Hard-right AfD wants “Germany First” asylum policy
The hard-right Alternative for Germany (AfD) party called on Monday for Germany’s asylum and development aid policies to be restructured along “Germany First” lines and painted a dramatic picture of a society overwhelmed by migration.
Founded in 2013 as an anti-euro party, the AfD shifted its focus after the euro zone debt crisis peaked to campaigning against immigration after Chancellor Angela Merkel’s 2015 decision to open Germany’s borders to a million refugees.
Polls suggest the party, on 8 percent in the most recent polls, has had only limited success selling its new programme, despite widespread concern over the scale of the demographic change the influx brought to a country of 82 million.
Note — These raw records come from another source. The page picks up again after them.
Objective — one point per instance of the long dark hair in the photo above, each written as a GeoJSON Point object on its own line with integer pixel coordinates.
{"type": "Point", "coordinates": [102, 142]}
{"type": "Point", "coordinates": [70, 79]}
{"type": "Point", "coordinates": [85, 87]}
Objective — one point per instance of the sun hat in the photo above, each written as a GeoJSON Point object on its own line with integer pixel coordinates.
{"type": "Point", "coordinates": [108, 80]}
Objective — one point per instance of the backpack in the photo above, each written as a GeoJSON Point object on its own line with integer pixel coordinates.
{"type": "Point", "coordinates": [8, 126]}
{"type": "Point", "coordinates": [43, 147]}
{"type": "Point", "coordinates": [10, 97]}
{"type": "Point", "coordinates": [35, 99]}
Launching a plan for coupling asylum and development aid ahead of Sept. 24 elections, AfD vice-chairman Alexander Gauland said African countries should lose access to German development aid if they did not take back asylum seekers sent by Germany.
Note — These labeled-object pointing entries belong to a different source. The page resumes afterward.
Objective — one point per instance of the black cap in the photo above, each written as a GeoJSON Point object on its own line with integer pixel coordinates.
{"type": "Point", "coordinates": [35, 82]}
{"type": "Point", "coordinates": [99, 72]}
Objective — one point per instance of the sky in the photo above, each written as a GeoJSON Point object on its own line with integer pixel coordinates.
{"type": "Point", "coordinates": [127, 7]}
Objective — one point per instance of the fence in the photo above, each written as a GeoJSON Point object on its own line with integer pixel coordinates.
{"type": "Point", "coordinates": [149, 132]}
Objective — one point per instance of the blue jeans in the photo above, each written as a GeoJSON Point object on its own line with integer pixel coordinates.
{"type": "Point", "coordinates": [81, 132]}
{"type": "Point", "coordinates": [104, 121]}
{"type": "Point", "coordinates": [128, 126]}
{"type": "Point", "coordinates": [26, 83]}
“In the U.S., they have America First, so we can have Germany First,” Gauland told a news conference to launch the policy drive. “That is the aim of our development policy.”
He said Germany should boost development spending with the aim of stabilising turbulent countries that were currently a major source of refugees.
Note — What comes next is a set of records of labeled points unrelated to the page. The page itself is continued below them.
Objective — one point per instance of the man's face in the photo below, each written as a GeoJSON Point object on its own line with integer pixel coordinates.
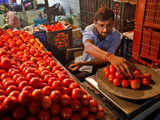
{"type": "Point", "coordinates": [104, 27]}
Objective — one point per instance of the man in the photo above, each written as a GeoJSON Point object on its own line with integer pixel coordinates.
{"type": "Point", "coordinates": [12, 20]}
{"type": "Point", "coordinates": [101, 41]}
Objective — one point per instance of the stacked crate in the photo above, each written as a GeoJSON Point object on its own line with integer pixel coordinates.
{"type": "Point", "coordinates": [146, 43]}
{"type": "Point", "coordinates": [88, 9]}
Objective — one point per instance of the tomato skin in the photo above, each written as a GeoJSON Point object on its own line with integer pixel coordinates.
{"type": "Point", "coordinates": [146, 82]}
{"type": "Point", "coordinates": [55, 109]}
{"type": "Point", "coordinates": [66, 113]}
{"type": "Point", "coordinates": [65, 99]}
{"type": "Point", "coordinates": [125, 83]}
{"type": "Point", "coordinates": [55, 95]}
{"type": "Point", "coordinates": [116, 82]}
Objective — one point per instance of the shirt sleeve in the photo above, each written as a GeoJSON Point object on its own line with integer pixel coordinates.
{"type": "Point", "coordinates": [116, 42]}
{"type": "Point", "coordinates": [87, 35]}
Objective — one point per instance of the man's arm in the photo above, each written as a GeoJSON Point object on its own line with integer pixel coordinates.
{"type": "Point", "coordinates": [120, 63]}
“We must use development aid so that the states of North Africa have an interest in taking their people back,” he said. “If a country continues to refuse then there can be no reason to give that country development aid.”
Alice Weidel, the party’s candidate for chancellor, reeled off statistics that she said showed Germany was unable to cope with the scale of the influx, which she said would continue despite Merkel’s reassurances to the contrary.
Asylum seekers were linked to overburdened healthcare and public administration as well as to a heightened risk of terrorism and higher crime rates, she said.
“In the crime category of murder, the number of suspects who were asylum seekers rose 100 percent – it doubled in one year,” she said. “That is a scandal if you want our opinion,” she said.
Official figures do show a doubling of cases in which one of the 1.4 million asylum seekers in Germany was a suspect in a murder case: from 34 to 75, although 80 percent of these cases are still open and may not end in convictions.